5. Il résulte de ces dispositions que le demandeur d'asile auquel l'administration entend faire application du règlement n° 604/2013 du 26 juin 2013 doit se voir remettre l'ensemble des éléments d'information prévus au paragraphe 1 de l'article 4 du règlement. La remise de ces éléments doit intervenir en temps utile pour lui permettre de faire valoir ses observations, c'est-à-dire au plus tard lors de l'entretien prévu par les dispositions de l'article 5 du même règlement, entretien qui doit notamment permettre de s'assurer qu'il a compris correctement ces informations. Eu égard à leur nature, la remise par l'autorité administrative de ces informations prévues par les dispositions précitées constitue pour le demandeur d'asile une garantie.
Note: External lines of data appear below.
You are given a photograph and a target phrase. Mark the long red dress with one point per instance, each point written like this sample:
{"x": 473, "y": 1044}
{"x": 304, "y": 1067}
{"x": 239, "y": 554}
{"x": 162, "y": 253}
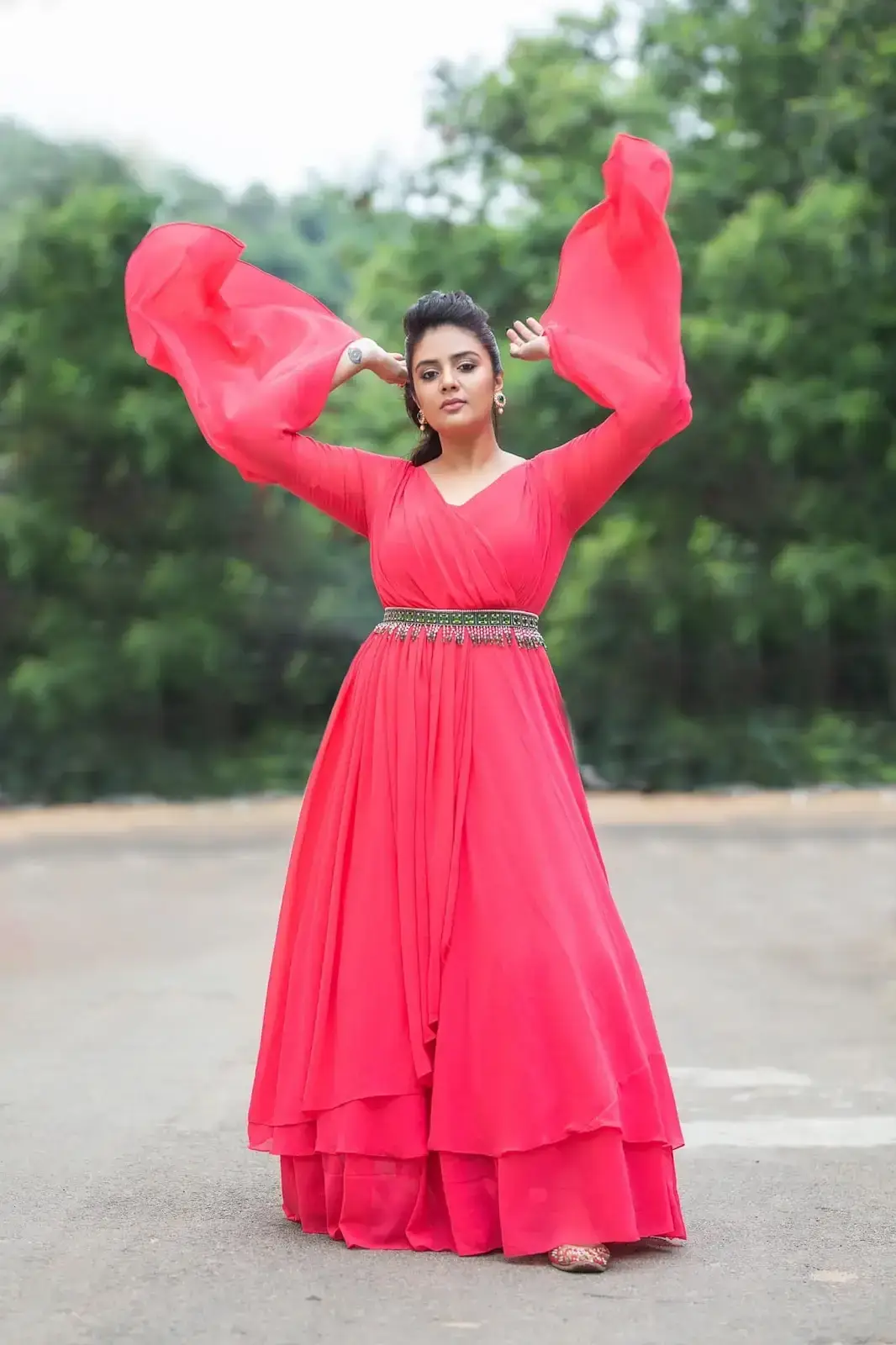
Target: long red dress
{"x": 458, "y": 1049}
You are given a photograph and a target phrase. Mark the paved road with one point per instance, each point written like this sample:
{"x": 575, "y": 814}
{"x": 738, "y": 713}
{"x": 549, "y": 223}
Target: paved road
{"x": 132, "y": 968}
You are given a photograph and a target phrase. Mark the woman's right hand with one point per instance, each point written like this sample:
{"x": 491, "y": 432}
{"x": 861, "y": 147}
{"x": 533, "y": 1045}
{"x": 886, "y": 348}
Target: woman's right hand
{"x": 366, "y": 354}
{"x": 387, "y": 365}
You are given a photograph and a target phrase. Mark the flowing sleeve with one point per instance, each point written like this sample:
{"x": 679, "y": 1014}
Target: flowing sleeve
{"x": 255, "y": 358}
{"x": 614, "y": 330}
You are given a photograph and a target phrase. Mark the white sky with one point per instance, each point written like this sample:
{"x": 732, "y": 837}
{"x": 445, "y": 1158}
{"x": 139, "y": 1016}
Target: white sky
{"x": 253, "y": 91}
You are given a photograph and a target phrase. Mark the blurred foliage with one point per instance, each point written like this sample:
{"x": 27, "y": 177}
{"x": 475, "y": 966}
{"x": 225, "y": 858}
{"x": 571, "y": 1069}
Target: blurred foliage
{"x": 730, "y": 616}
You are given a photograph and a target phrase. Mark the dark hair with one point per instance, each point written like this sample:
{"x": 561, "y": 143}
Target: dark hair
{"x": 437, "y": 309}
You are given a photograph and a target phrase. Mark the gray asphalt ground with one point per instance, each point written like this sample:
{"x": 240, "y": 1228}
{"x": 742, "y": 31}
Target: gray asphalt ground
{"x": 132, "y": 972}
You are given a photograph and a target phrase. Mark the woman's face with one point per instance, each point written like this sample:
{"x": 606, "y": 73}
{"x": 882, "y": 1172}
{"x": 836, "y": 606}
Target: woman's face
{"x": 454, "y": 380}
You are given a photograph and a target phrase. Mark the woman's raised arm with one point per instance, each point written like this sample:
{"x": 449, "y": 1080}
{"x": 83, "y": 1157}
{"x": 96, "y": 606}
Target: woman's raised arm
{"x": 256, "y": 360}
{"x": 614, "y": 329}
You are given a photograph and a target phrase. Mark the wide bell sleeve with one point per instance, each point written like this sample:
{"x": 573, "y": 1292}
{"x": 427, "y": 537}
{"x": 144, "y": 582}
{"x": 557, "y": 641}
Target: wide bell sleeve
{"x": 255, "y": 358}
{"x": 614, "y": 330}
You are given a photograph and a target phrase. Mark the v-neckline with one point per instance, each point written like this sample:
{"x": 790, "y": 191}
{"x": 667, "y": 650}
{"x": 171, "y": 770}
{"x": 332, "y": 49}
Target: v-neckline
{"x": 477, "y": 494}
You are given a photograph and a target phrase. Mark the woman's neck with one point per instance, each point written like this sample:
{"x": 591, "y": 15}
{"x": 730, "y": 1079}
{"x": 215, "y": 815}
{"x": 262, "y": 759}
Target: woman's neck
{"x": 468, "y": 452}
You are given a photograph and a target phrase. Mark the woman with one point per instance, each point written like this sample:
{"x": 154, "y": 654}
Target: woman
{"x": 458, "y": 1051}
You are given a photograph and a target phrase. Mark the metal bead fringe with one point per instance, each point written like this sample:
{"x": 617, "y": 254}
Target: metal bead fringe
{"x": 479, "y": 627}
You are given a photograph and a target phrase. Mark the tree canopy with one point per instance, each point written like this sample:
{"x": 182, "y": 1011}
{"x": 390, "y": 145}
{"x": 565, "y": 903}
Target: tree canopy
{"x": 730, "y": 616}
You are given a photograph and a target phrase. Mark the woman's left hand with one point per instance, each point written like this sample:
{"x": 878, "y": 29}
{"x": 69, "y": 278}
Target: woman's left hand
{"x": 528, "y": 340}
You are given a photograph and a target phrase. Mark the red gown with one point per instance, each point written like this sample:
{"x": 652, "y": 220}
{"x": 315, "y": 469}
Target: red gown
{"x": 458, "y": 1049}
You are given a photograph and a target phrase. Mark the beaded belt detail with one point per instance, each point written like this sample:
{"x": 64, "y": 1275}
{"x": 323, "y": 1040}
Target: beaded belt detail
{"x": 498, "y": 625}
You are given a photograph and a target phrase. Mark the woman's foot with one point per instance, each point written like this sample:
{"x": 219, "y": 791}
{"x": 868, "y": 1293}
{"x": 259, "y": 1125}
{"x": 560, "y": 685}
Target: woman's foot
{"x": 580, "y": 1259}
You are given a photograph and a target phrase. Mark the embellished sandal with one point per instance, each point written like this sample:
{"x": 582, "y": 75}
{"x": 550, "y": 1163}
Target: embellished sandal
{"x": 580, "y": 1259}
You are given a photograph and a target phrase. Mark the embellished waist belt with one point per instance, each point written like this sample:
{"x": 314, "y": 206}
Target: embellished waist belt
{"x": 498, "y": 625}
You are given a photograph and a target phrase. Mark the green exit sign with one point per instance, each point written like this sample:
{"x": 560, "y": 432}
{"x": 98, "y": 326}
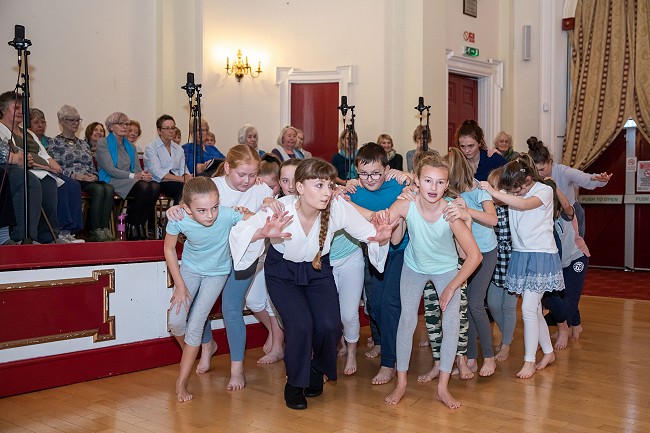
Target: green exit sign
{"x": 471, "y": 51}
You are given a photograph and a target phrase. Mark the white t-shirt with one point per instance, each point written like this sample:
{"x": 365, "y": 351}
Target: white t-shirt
{"x": 301, "y": 246}
{"x": 252, "y": 199}
{"x": 532, "y": 230}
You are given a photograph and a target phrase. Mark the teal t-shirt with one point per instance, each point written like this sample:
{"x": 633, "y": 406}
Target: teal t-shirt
{"x": 206, "y": 249}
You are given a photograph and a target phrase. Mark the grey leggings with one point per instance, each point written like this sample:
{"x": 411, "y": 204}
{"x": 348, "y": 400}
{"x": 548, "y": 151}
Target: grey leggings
{"x": 411, "y": 287}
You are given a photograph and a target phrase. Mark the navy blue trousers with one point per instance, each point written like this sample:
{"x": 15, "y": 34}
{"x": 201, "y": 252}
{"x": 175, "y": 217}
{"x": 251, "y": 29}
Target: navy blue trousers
{"x": 308, "y": 304}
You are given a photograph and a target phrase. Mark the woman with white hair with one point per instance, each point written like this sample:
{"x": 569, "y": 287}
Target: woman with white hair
{"x": 248, "y": 135}
{"x": 76, "y": 160}
{"x": 119, "y": 166}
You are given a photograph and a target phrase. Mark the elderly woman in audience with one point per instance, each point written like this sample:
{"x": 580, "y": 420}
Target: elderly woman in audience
{"x": 286, "y": 144}
{"x": 42, "y": 186}
{"x": 300, "y": 137}
{"x": 165, "y": 160}
{"x": 206, "y": 153}
{"x": 395, "y": 160}
{"x": 38, "y": 125}
{"x": 248, "y": 135}
{"x": 93, "y": 133}
{"x": 119, "y": 166}
{"x": 76, "y": 160}
{"x": 503, "y": 144}
{"x": 135, "y": 131}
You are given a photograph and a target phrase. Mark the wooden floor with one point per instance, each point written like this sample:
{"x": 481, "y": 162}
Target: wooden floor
{"x": 598, "y": 384}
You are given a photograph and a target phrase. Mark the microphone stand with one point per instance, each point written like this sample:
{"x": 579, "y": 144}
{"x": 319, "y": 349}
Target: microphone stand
{"x": 21, "y": 44}
{"x": 349, "y": 128}
{"x": 425, "y": 132}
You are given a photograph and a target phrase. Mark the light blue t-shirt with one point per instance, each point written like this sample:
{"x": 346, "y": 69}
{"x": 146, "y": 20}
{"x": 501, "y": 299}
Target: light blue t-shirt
{"x": 485, "y": 237}
{"x": 431, "y": 249}
{"x": 206, "y": 249}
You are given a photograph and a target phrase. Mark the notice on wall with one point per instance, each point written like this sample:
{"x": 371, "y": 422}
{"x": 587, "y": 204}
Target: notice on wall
{"x": 643, "y": 177}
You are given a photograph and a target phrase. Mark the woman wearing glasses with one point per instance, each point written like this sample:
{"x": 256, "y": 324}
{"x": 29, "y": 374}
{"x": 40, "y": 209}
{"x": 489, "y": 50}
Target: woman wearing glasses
{"x": 165, "y": 160}
{"x": 76, "y": 160}
{"x": 119, "y": 166}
6. Il ressort des pièces du dossier que Mme B... s'est vu remettre, le 26 juillet 2023 le jour même de l'enregistrement de sa demande d'asile en préfecture, et à l'occasion de l'entretien individuel, les brochures A et B conformes aux modèles figurant à l'annexe X du règlement d'exécution (UE) n° 118/2014 de la Commission du 30 janvier 2014, dont elle a signé les pages de garde, qui contiennent les informations prescrites par les dispositions précitées, en langue portugaise. Il ressort du compte-rendu de son entretien du 26 juillet 2023, conduit avec un interprète en langue portugaise, qu'elle a déclaré que " les guides A, le guide du demandeur d'asile et le guide B lui ont été remis complets dans une langue qu'elle déclare lire, parler et comprendre " et " l'information sur les règlements communautaires m'a été remise ". Dans ces conditions, elle n'est pas fondée à soutenir que les éléments d'information prévus au paragraphe 1 de l'article 4 du règlement n° 604/2013 ne lui ont pas été remis en temps utile, ni par suite que son droit à l'information résultant de ces dispositions a été méconnu.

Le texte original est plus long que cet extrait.